A second lynx was later found to have been accidentally strangled in a “handling error” by staff at the zoo.
The zoo was then closed and prohibited in 2017 from keeping dangerous animals, which were the zoo’s biggest attractions. They included male lion Zulu, lioness Wilma, leopard Raja and royal python Gogo.
That ban was reversed last month after an inspection of the zoo.
Ceredigion Council said it had decided to lift the ban on the condition that a qualified and experienced keeper was employed.
But a petition at the High Court in London now threatens to crush the hopes of the Tweedys and their three daughters – Sophie, 14, Sarah, 10, and Paige, nine.
The zoo has won a temporary reprieve from moves to wind up the company, which is believed to owe creditors almost £350,000, with a further hearing scheduled for September 19.
The petition to wind up the zoo, whose website motto is “a little zoo with a big heart” was applied for earlier this summer by one of its creditors, financial leasing services Grenke Leasing Ltd, of Guildford, Surrey.
Dean said: “Due to the zoo’s lengthy closure by the council following the lynx escape, we regrettably have experienced financial difficulties.
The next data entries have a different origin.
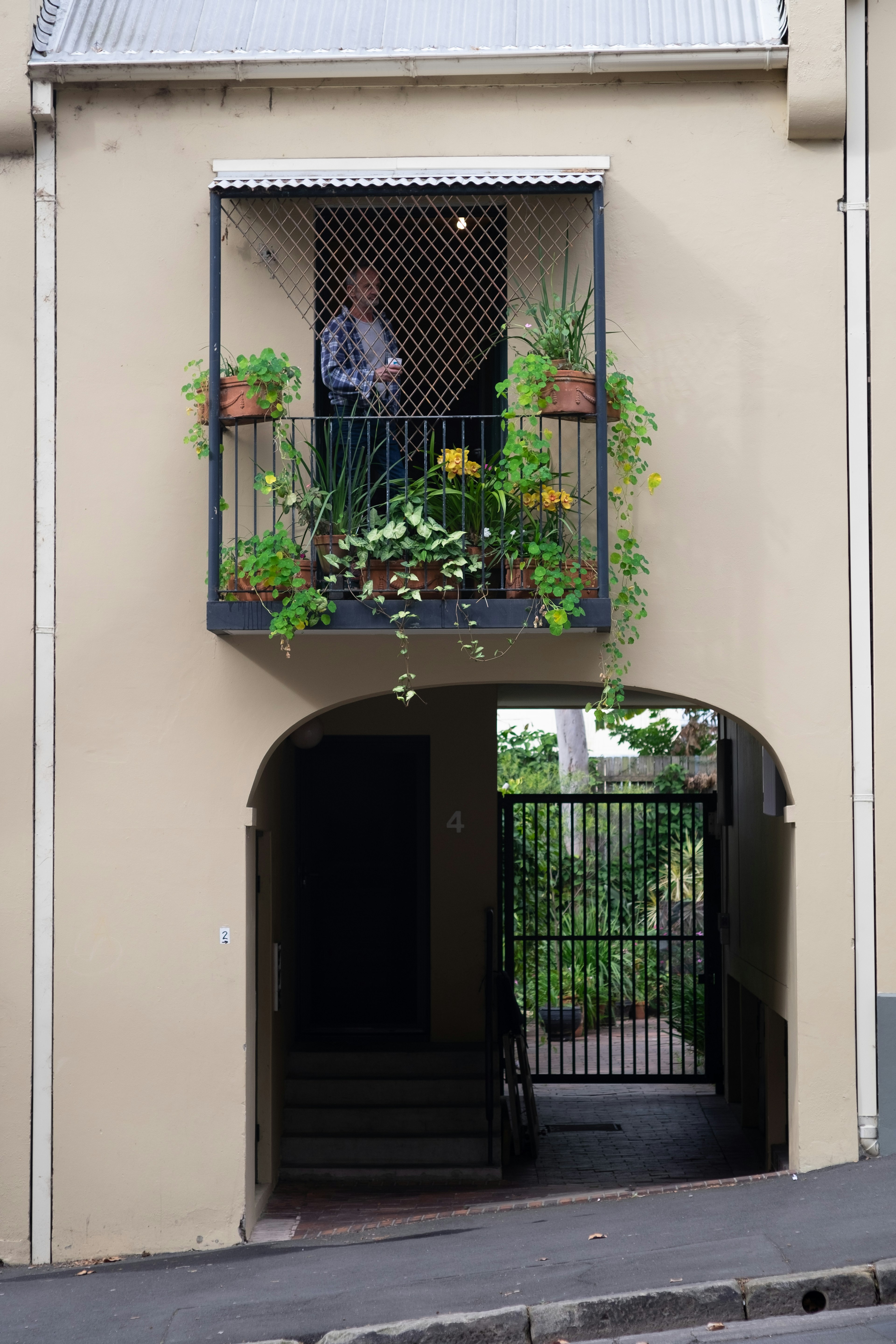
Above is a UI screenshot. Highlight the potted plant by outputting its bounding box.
[181,345,301,457]
[523,246,619,421]
[333,497,467,601]
[220,522,336,653]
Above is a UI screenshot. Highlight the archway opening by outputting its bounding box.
[252,686,791,1239]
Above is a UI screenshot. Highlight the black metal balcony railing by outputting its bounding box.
[207,175,611,633]
[208,415,610,633]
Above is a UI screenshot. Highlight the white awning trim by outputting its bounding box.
[210,154,610,189]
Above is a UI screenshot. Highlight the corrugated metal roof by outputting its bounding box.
[211,154,610,189]
[32,0,787,64]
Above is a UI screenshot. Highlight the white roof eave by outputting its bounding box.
[211,153,610,189]
[28,46,788,83]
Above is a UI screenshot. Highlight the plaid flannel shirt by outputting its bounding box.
[321,308,399,415]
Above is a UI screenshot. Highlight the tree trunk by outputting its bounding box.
[553,710,588,859]
[553,710,588,793]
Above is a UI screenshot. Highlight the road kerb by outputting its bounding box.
[529,1280,744,1344]
[320,1306,529,1344]
[744,1265,877,1321]
[318,1259,896,1344]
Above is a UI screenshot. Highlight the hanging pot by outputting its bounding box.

The sum of £350,000 actually includes the loan obtained to purchase the property and the money directors have used from personal funds to keep the zoo running.
“Now we are open and the summer is here, we are in a much healthier position and with careful budgeting we will come out of these difficulties.”
The animal-mad couple already had 40 pets at their previous home in Kent and were originally looking for a petting zoo before seeing the then -named Borth Animalarium was up for sale last year for £625,000 .
And after doing some research the family decided to go for it and soon owned the home of 300 animals.
Tracy said: “I qualified as a psychotherapist and we wanted a small petting farm to do animal and people therapy.
“We looked around Kent and didn’t find anything, so we took our search further across the country.
“I’ve always wanted to live in Wales, so it was perfect. I was adamant from day one. I came and visited it with a friend and then convinced my family it was a good idea.”
Tracy admitted at the time: “We didn’t have much of an idea what we were doing, but everything I don’t know I research.”